How can easier access to air-quality data help communities near refineries, chemical plants, or other industrial areas feel more informed and less dependent on agency reports? 

Easier access to air-quality data helps communities feel more informed because they can check conditions for themselves. That is especially important near refineries, chemical plants, and other industrial activity, where residents may have more questions about pollutants, monitoring locations, and public health risk. 

In Resource Data’s case study, TCEQ’s Air Monitoring Division collects data from areas with heavy industrial activity across Texas. The agency serves over 25 million Texans and operates more than 200 monitoring stations. When that amount of data is hard to access or slow to update, the agency may lose public trust. 

The new GeoTAM platform gives users near real-time access to pollutant levels, thresholds, station details, and historical records. TCEQ’s public air monitoring materials also show that GeoTAM helps users view current ambient air values from monitoring sites. 

This improves transparency. Communities can see more of the information behind public air-quality reporting. They do not have to rely only on summaries or custom reports. This example shows how better data access can support trust, especially when environmental conditions are local, visible, and personally important. 

How can a public environmental agency make air-quality data useful for both everyday residents and researchers who need long-term records? 

A public environmental agency can serve both groups by designing the platform around two types of questions. Everyday residents often want to know what is happening now. Researchers need to understand what has happened over time. A strong air-quality system should make current conditions easy to see while keeping historical records available for deeper analysis. 

Resource Data’s case study shows this balance in GeoTAM. The new system gives users near real-time pollutant levels and threshold comparisons. It also includes historical records dating back to 2010, including data from decommissioned stations. 

That matters because the current reading only tells part of the story. Long-term records help users understand patterns, recurring conditions, and changes across monitoring locations. They can support research, planning, compliance, and policy conversations. 

Residents get clearer about current information, and researchers and policymakers have a stronger record for long-term analysis. TCEQ gets one platform that supports immediate awareness and informed environmental decision-making. This case study shows how transparency can serve more than one audience when the system is designed thoughtfully. 

How can one modernized air-quality platform help an environmental agency build momentum for better public data access across water quality, waste management, and other programs?

One modernized air-quality platform can help an agency build momentum by creating a model that other programs can adapt to different needs. Many environmental data problems are similar. People need to know where something is happening, what the current values are, whether those values cross important thresholds, and how conditions have changed over time. 

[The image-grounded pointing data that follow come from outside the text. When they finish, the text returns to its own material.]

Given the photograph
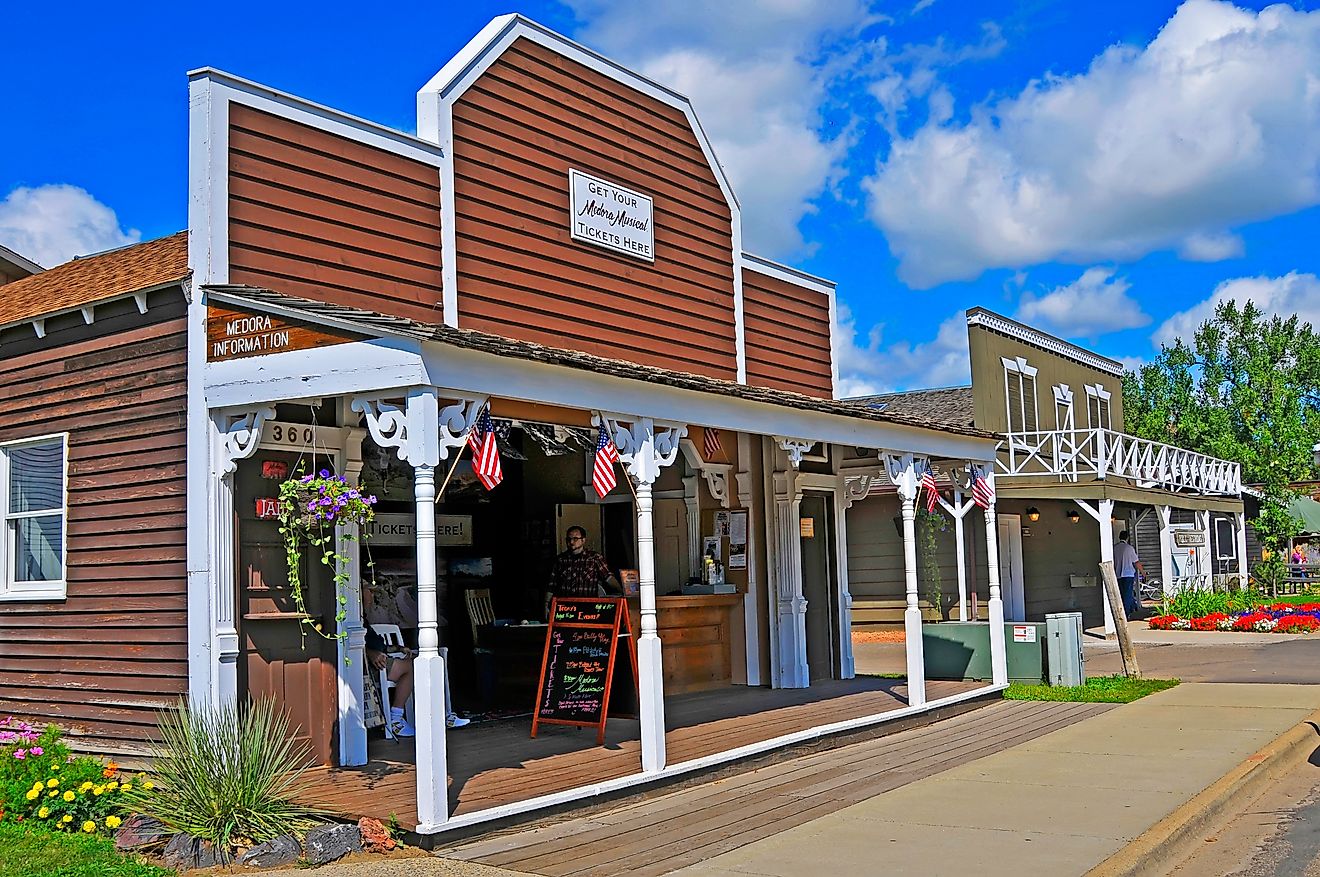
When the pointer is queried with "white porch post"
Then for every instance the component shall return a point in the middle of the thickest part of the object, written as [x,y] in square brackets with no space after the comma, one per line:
[423,436]
[961,554]
[998,647]
[751,600]
[1102,513]
[235,436]
[351,643]
[1240,532]
[644,452]
[790,602]
[1166,548]
[903,470]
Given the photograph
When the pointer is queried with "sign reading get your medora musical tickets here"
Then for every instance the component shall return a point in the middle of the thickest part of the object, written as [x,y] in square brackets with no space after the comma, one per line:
[609,215]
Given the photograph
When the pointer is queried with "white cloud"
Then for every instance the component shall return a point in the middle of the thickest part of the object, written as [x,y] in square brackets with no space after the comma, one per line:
[757,79]
[1094,304]
[1292,293]
[50,225]
[867,367]
[1213,124]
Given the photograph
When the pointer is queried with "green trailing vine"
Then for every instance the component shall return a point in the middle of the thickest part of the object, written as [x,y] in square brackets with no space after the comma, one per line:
[310,509]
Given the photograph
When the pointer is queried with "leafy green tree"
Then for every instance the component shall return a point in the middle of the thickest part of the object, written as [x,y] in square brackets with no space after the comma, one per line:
[1245,388]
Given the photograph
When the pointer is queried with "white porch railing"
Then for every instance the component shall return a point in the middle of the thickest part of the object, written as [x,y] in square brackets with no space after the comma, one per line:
[1075,455]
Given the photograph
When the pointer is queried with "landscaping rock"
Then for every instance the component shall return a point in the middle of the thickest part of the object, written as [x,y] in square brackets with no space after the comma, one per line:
[181,852]
[281,851]
[140,832]
[375,836]
[328,843]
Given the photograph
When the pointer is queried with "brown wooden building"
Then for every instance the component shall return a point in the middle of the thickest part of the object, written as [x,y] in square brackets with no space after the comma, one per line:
[559,245]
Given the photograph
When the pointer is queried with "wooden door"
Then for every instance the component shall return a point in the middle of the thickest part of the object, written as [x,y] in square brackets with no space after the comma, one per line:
[277,657]
[819,583]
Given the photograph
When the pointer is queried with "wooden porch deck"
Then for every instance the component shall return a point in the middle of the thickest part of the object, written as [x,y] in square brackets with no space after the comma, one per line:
[496,762]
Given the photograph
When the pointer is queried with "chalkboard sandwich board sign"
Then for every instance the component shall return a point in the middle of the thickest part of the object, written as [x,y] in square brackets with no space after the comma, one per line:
[581,658]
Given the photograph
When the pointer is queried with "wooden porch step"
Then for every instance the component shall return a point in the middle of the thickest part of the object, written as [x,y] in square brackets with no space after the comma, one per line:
[887,610]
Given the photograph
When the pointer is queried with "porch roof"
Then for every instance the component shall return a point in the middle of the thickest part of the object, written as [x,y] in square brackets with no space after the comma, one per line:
[382,325]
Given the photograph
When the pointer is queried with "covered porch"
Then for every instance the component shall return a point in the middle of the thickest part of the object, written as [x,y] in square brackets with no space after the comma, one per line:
[496,770]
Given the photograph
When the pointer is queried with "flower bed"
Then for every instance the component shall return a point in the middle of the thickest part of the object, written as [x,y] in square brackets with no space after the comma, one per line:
[1282,618]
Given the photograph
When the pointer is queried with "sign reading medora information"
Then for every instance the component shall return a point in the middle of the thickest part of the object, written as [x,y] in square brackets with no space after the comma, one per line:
[611,217]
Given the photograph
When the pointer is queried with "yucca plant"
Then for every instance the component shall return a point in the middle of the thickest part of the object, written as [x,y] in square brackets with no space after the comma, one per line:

In Resource Data’s case study, TCEQ’s new GeoTAM platform was built with future expansion in mind. The case study notes that the same approach can be applied to other environmental monitoring areas, including water quality and waste management. 

This is important because public agencies often manage many separate data systems. If each program has a different interface, access path, and reporting experience, the public has to relearn the process each time. A shared model can make environmental information easier to find and trust. 

This leads to long-term efficiency and consistency. TCEQ can use GeoTAM as a foundation for broader transparency. Resource Data’s example shows how a modernization project like this can create a practical path for improving public access to information across an agency, not just inside one program.